The distribution of Cxs 26, 32, 40, and 43 in the caudate nucleus and globus pallidus of the basal ganglia in normal and HD human brains has been studied using immunohistochemical techniques (378). Cx40, localized in vascular endothelium, is increased in HD brains, apparently due to more numerous and smaller blood vessels. Both Cx26 and Cx32 have a similar distribution in the striatum and globus pallidus of normal and HD brains, with little in the caudate nucleus but clearly detectable amounts in the globus pallidus. In the caudate nucleus the Cx43 density is increased, which correlates with enhanced GFAP expression in patches (378), indicating a reactive astrogliosis around foci of neurodegeneration.

Changes in expression of Cx36, Cx43, and Cx45 also occur in the retina of adult transgenic R6/2 mice, a model of HD (286) (The basal ganglia were not investigated in this study).

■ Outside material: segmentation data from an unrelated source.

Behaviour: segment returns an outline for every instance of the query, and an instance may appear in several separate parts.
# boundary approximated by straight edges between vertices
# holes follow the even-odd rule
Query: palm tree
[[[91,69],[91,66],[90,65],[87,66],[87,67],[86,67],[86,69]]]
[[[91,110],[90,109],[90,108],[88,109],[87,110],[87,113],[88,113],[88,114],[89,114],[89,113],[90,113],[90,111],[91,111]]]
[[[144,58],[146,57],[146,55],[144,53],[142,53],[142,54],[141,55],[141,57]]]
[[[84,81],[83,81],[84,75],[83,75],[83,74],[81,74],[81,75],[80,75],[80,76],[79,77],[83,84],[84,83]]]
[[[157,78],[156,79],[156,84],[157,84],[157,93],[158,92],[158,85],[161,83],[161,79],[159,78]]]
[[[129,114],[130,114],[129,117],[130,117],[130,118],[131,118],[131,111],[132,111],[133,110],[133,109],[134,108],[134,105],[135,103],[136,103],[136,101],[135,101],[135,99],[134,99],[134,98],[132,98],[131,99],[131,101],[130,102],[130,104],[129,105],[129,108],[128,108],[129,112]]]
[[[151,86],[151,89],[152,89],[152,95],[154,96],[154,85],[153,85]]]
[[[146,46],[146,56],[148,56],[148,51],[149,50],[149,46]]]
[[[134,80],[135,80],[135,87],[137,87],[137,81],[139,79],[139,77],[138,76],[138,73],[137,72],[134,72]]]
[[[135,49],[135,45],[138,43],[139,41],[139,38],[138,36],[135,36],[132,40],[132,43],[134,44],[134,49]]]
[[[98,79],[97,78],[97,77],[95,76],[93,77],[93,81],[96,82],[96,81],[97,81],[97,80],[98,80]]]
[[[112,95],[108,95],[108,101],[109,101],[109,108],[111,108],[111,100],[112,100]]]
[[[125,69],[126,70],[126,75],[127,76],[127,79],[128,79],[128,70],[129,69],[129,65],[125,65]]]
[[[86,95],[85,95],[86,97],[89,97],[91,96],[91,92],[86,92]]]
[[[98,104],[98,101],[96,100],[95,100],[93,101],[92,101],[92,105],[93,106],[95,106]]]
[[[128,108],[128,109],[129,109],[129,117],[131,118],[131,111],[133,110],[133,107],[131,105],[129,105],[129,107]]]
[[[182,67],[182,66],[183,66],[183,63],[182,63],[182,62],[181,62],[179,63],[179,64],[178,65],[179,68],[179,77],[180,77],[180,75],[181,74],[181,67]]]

In the retina, Cx36 is slightly reduced in the outer plexiform layer, whereas Cx45 is strongly reduced in the inner plexiform layer. No changes in Cx43 expression were evident in mutant HD mice. It should be determined if HD is associated with increased astroglial hemichannel activity and/or reduced gap junctional communication that could explain in part the retinal neurodegeneration as well caudate nucleus neurodegeneration (287).